このようなことを実現するため、第2の実施形態において例えば4桁のPINコードにより個人認証が行われる場合、認証処理装置1には、PINコードの各数字とその数字に対応した手指の情報が予め登録されている。
また、認証処理装置1は、バーチャルタッチパネル40を介して認証対象者から4桁の数字が入力されたとき、それら4桁の各数字がそれぞれ何れの手指を用いて入力されたのかを認識可能となされている。そして、認証処理装置1は、入力された各数字及びそれら数字を入力した各手指の情報と、PINコードとして登録されている各数字及びそれら数字に対応して登録されている各手指の情報とを比較し、それらが全て一致した場合にのみ、認証対象者が正規のユーザであると認証する。
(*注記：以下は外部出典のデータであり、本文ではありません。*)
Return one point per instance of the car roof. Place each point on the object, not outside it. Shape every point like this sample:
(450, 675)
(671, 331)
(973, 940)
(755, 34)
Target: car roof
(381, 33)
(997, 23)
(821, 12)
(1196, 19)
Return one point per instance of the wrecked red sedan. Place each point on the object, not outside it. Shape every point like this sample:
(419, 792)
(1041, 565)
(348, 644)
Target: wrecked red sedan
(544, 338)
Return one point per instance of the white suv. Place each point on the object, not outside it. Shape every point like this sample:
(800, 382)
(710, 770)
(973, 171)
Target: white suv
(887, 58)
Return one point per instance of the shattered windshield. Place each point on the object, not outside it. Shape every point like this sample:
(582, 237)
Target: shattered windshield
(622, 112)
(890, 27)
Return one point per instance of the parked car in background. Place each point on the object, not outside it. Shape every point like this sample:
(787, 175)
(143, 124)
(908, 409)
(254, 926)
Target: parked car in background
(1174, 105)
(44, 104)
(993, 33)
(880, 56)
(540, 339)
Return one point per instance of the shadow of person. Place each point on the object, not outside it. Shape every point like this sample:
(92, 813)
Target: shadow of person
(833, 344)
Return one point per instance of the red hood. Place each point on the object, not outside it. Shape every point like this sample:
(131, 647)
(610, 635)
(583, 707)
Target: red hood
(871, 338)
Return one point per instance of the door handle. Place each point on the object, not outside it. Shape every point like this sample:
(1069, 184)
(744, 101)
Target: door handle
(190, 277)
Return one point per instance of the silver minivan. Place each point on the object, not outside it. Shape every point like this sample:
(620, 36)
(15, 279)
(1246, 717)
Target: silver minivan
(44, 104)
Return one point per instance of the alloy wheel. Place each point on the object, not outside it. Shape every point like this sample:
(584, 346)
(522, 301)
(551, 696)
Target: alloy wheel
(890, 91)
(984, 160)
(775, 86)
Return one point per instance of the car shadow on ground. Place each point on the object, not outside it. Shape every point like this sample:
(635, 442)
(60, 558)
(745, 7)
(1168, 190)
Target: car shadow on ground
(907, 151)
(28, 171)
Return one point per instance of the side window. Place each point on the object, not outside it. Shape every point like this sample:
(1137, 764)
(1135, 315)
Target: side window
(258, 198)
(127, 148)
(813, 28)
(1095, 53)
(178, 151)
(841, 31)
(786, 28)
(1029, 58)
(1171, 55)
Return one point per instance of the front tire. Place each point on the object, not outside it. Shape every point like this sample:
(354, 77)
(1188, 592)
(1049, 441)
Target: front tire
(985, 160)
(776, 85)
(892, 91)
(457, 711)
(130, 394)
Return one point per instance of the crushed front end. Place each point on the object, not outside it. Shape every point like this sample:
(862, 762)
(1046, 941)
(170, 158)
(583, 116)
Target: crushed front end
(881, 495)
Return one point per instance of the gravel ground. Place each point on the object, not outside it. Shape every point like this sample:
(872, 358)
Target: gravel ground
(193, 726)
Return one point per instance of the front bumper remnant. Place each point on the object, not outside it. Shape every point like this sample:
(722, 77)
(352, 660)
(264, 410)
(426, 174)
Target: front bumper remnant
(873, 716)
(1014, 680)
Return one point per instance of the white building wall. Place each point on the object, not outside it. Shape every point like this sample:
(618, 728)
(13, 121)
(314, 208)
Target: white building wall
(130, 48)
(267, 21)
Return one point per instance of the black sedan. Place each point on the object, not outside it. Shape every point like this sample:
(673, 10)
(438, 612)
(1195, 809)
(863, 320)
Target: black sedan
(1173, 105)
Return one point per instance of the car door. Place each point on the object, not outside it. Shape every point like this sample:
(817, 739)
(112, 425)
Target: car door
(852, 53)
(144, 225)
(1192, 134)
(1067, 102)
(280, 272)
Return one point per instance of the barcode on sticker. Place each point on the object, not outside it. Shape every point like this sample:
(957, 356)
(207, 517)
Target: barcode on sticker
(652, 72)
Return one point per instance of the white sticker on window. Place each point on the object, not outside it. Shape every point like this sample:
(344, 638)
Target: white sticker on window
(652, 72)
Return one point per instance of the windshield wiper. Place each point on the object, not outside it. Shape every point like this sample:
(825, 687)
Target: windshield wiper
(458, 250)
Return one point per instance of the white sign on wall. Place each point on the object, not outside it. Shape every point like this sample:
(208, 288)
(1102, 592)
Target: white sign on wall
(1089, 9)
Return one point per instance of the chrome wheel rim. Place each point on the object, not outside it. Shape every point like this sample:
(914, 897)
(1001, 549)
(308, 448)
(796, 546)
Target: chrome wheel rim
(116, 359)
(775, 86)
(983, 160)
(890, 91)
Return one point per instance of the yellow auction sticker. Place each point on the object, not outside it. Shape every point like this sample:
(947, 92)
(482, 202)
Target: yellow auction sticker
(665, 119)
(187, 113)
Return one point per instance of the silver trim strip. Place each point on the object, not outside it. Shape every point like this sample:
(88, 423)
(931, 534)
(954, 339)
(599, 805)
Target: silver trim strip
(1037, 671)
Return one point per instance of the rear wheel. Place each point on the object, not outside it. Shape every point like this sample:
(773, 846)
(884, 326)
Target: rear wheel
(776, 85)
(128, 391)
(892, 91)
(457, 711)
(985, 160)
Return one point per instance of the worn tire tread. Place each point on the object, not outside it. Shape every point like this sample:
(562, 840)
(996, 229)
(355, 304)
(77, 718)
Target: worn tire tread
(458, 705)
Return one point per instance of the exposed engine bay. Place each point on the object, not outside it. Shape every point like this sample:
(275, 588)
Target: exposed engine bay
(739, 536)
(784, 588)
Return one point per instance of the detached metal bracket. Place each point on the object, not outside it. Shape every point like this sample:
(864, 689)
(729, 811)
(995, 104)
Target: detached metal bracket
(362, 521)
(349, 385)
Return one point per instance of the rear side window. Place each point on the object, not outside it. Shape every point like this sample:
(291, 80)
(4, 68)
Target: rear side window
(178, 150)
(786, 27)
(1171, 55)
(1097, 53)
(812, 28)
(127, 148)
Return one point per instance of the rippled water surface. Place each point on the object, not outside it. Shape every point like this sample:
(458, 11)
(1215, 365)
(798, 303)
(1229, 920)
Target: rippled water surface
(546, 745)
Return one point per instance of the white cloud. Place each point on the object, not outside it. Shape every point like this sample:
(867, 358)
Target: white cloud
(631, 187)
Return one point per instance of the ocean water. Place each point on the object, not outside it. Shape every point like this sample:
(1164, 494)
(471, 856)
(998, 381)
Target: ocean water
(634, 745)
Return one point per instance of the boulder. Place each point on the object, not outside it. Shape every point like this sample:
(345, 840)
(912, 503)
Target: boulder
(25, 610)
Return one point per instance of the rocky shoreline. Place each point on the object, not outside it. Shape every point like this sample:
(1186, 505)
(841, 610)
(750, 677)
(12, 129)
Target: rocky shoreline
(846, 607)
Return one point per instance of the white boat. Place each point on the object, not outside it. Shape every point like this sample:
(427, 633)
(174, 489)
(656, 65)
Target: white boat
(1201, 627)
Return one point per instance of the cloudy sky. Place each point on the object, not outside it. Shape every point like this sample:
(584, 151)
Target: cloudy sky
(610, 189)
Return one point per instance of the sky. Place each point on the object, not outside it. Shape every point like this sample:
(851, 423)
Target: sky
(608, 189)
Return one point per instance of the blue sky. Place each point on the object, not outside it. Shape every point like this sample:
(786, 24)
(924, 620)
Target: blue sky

図14には、第2の実施形態の場合の情報処理装置10の概略的な構成を示している。図14の示した各構成は、本実施形態の情報処理装置10にて行われる各処理や制御、実際のハードウェア構成をそれぞれ機能ごとに分けた機能ブロックとして表したものである。なお、図14において、前述の図4と同じ機能ブロックには図4と同一の符号を付してそれらの説明は省略する。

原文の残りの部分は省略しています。